2024年度年次大会(松山) 理事会企画OS S401 経営情報学会との連携企画(講演数32件)
9月9日(月)9:00–17:00 S401-1,2パネル討論 S401-3
9月10日(火)9:00–12:25 S401-4,5
オーガナイザー
田沼唯士(帝京大)、榊 純一(秋田大)、小沢喜仁(福島大)、島村佳伸(静岡大)、小浦方 格(新潟大)、中垣 亮(日立製作所)、風尾幸彦(日本機械学会)、鈴村美代子(昭和女子大)、寺島 修(富山県立大)、武田正利(電通総研)、野間 毅(東芝プラントシステム)、佐々木直哉(産総研/立命館大学)、壹岐典彦(産総研)
参考文献
(1) 田沼唯士, 榊純一, 鈴村美代子, 羽山信宏, 武田正利, 吉田夕貴夫, 少子高齢化社会を支えるものづくり生産性向上技術と教育の提案, 日本機械学会2019年度年次大会 講演論文集 (2019),No.S40107.

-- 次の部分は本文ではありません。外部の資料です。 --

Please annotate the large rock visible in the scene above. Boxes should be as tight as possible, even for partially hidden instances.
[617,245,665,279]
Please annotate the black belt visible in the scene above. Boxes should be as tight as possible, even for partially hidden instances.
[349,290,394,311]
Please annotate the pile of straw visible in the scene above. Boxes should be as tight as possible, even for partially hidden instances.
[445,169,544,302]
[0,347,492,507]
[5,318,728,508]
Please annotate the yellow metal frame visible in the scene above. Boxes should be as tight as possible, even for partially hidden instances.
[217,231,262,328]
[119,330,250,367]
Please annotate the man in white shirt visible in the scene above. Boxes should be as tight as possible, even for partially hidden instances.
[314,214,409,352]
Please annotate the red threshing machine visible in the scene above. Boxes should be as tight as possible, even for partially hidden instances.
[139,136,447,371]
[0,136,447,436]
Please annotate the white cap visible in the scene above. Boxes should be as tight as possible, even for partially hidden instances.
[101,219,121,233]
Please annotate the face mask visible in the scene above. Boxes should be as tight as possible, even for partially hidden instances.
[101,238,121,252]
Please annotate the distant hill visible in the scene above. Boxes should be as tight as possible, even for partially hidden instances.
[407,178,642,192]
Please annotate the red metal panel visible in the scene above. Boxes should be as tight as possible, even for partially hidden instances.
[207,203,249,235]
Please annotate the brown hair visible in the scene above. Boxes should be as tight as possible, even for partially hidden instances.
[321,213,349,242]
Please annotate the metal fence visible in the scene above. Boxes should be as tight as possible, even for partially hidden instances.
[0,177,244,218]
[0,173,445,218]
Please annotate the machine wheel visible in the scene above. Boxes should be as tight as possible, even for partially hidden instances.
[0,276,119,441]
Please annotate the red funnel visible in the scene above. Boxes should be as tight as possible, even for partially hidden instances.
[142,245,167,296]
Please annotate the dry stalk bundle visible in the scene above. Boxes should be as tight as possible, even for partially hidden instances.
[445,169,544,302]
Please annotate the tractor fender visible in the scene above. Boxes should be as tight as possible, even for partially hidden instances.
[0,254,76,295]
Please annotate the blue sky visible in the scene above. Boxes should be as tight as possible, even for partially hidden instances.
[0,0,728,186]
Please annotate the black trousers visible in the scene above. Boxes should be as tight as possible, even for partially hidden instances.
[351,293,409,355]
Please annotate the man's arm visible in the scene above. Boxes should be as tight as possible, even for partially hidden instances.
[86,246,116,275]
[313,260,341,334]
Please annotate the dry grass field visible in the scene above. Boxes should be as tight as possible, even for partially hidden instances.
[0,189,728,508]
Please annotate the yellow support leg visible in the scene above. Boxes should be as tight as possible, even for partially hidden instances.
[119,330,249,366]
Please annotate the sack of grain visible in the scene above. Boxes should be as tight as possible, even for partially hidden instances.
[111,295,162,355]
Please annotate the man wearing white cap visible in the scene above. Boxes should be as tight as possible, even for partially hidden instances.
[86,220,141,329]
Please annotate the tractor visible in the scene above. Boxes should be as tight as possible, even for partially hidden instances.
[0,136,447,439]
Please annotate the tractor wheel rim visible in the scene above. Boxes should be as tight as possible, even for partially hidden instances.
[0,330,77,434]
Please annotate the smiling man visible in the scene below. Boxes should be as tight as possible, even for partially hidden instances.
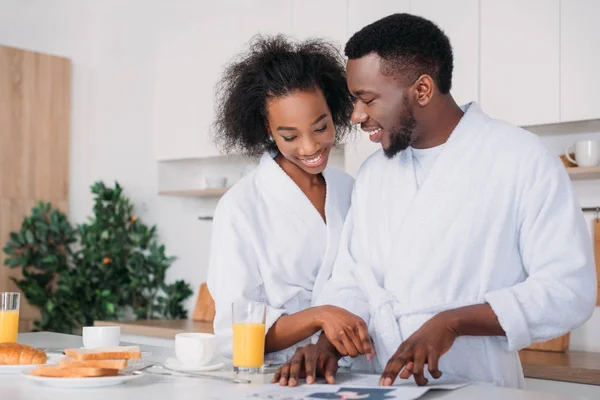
[274,14,596,387]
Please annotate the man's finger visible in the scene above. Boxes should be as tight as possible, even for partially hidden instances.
[400,361,415,379]
[357,323,375,361]
[411,350,427,376]
[348,327,365,354]
[379,352,407,386]
[304,350,317,385]
[329,339,348,356]
[427,352,442,379]
[324,357,338,385]
[342,335,358,357]
[271,368,281,383]
[279,362,290,386]
[288,351,304,386]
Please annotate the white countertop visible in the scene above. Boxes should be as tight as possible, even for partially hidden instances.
[0,332,577,400]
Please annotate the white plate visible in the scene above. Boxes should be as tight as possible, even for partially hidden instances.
[165,358,225,372]
[0,354,64,374]
[21,371,143,388]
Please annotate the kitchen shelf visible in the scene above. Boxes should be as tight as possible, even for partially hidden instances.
[567,167,600,181]
[158,188,229,197]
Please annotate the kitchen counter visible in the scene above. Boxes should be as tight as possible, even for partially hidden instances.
[0,332,592,400]
[94,319,213,339]
[94,320,600,385]
[519,350,600,390]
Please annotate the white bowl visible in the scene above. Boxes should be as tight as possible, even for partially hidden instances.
[204,176,227,189]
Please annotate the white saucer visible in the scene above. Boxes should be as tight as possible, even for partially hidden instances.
[21,371,142,388]
[165,358,225,372]
[0,354,64,374]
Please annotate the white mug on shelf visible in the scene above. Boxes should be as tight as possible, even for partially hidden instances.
[565,140,600,167]
[175,332,217,367]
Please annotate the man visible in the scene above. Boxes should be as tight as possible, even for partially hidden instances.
[274,14,597,388]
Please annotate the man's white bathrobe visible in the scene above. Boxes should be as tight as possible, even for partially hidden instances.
[318,103,596,387]
[207,154,354,363]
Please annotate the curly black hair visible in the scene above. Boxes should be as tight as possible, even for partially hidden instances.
[344,14,453,94]
[212,35,353,156]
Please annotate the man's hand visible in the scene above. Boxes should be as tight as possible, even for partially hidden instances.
[317,306,375,360]
[379,314,458,386]
[271,344,339,386]
[379,303,506,386]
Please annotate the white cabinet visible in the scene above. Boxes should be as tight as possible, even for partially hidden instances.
[480,0,560,125]
[153,0,292,160]
[560,0,600,122]
[410,0,479,105]
[344,0,410,176]
[292,0,348,49]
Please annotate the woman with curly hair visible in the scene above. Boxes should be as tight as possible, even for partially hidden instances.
[207,35,373,363]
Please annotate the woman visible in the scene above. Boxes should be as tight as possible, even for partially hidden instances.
[208,36,372,363]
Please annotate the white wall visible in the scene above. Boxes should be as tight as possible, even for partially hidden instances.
[0,0,600,352]
[0,0,210,311]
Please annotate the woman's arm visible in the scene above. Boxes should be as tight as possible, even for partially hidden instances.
[265,305,375,358]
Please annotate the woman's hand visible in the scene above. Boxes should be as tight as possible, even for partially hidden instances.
[316,306,375,360]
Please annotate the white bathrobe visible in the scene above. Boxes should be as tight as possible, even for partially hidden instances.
[207,154,354,363]
[318,103,596,387]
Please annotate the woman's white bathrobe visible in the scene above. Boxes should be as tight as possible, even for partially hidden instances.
[207,154,354,363]
[318,103,597,387]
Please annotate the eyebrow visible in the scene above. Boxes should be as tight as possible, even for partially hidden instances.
[352,89,373,97]
[277,114,327,131]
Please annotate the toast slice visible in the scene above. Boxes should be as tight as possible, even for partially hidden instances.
[29,365,119,378]
[65,346,142,361]
[58,358,127,369]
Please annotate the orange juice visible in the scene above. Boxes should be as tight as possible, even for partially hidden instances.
[233,322,265,368]
[0,310,19,343]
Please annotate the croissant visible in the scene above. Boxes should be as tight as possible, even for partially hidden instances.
[0,343,46,365]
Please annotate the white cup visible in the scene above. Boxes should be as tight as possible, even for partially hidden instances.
[175,332,217,367]
[82,326,121,349]
[565,140,600,167]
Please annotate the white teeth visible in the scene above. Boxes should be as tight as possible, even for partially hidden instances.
[369,128,382,136]
[302,153,323,164]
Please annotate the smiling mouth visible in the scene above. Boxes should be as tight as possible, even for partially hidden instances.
[298,151,325,167]
[361,127,383,143]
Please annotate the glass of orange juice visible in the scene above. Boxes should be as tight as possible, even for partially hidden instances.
[231,300,266,373]
[0,292,20,343]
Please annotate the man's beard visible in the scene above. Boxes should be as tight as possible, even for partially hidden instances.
[383,103,417,158]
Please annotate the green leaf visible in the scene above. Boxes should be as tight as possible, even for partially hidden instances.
[25,230,35,244]
[42,255,58,264]
[4,258,19,268]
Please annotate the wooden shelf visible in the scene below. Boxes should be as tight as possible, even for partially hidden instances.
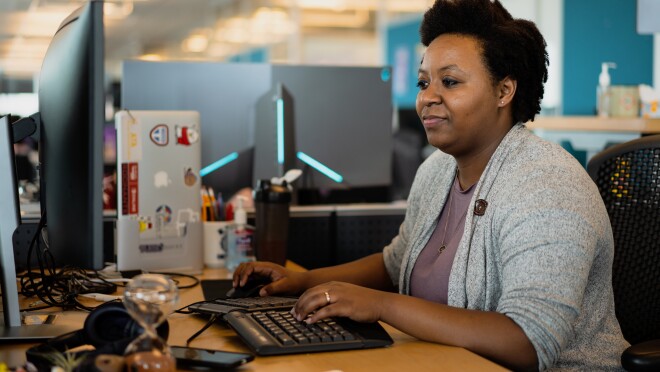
[525,116,660,134]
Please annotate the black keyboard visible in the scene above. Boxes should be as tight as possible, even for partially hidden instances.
[224,308,393,355]
[188,296,298,315]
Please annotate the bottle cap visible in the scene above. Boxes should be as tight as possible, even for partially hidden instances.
[254,180,291,204]
[234,196,247,225]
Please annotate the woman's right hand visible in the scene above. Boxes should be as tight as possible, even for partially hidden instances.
[232,261,307,296]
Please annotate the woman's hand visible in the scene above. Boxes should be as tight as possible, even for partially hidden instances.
[232,262,306,296]
[291,282,389,323]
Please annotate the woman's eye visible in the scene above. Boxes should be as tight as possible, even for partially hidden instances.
[442,78,458,88]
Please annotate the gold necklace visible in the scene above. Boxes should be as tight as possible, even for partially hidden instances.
[438,190,469,255]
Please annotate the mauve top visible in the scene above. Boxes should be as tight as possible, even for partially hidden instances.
[410,178,475,305]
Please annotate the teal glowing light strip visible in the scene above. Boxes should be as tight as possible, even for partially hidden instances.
[199,152,238,177]
[297,151,344,183]
[277,98,284,164]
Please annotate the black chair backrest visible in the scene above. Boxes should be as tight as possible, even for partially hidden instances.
[587,135,660,344]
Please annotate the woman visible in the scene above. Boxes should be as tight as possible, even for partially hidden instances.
[234,0,627,370]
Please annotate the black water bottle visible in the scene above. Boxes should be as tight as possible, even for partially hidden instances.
[254,180,291,265]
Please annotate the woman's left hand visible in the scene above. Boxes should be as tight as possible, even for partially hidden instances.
[291,282,388,323]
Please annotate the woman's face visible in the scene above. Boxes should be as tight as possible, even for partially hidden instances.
[416,34,511,157]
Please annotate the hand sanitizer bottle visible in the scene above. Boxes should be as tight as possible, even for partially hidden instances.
[596,62,616,118]
[227,197,256,272]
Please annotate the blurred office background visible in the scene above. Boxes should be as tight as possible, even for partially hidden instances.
[0,0,660,203]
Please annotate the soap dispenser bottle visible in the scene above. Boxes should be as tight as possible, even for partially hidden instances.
[596,62,616,118]
[227,196,256,272]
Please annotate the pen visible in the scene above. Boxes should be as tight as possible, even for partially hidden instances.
[206,186,220,221]
[200,187,213,221]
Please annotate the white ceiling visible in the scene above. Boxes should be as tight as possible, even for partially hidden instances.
[0,0,432,79]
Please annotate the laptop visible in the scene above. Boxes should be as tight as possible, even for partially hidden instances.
[115,110,204,273]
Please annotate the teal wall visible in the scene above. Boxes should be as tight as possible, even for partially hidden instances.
[386,17,421,108]
[562,0,653,115]
[227,48,269,63]
[386,0,653,115]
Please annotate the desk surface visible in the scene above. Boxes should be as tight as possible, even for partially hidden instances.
[0,269,505,371]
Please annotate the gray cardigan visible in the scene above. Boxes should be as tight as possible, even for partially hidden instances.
[383,124,627,370]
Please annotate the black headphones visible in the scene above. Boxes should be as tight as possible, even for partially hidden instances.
[25,302,170,371]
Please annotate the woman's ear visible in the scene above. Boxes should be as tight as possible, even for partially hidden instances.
[498,76,518,107]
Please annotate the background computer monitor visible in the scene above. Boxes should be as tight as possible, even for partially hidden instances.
[121,61,271,198]
[38,1,105,269]
[121,61,392,202]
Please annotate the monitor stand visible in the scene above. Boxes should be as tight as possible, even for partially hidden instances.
[0,116,74,341]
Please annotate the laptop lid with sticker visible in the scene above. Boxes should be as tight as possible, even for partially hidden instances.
[115,110,203,271]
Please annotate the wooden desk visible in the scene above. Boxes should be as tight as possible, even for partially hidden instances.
[0,266,505,371]
[525,116,660,134]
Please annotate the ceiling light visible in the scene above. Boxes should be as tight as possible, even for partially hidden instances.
[103,0,133,20]
[181,34,209,53]
[138,53,163,62]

(2) 主要再生可能エネルギーの都道府県別ポテンシャル分布と発電所建設コスト低減,(国研)科学技術振興機構低炭素社会戦略センター, LCS-FY2017-PP-06, 2018年1月, https://www.jst.go.jp/lcs/proposals/fy2017-pp-06.html(参照日2024年6月9日).
(3) 榊純一, 田沼唯士, 鈴村美代子, 羽山信宏, 武田正利, 吉田夕貴夫, 少子高齢化社会を支える機械系ものづくり産業振興の試案, 日本機械学会2019年度年次大会 講演論文集 (2019), No.S40106.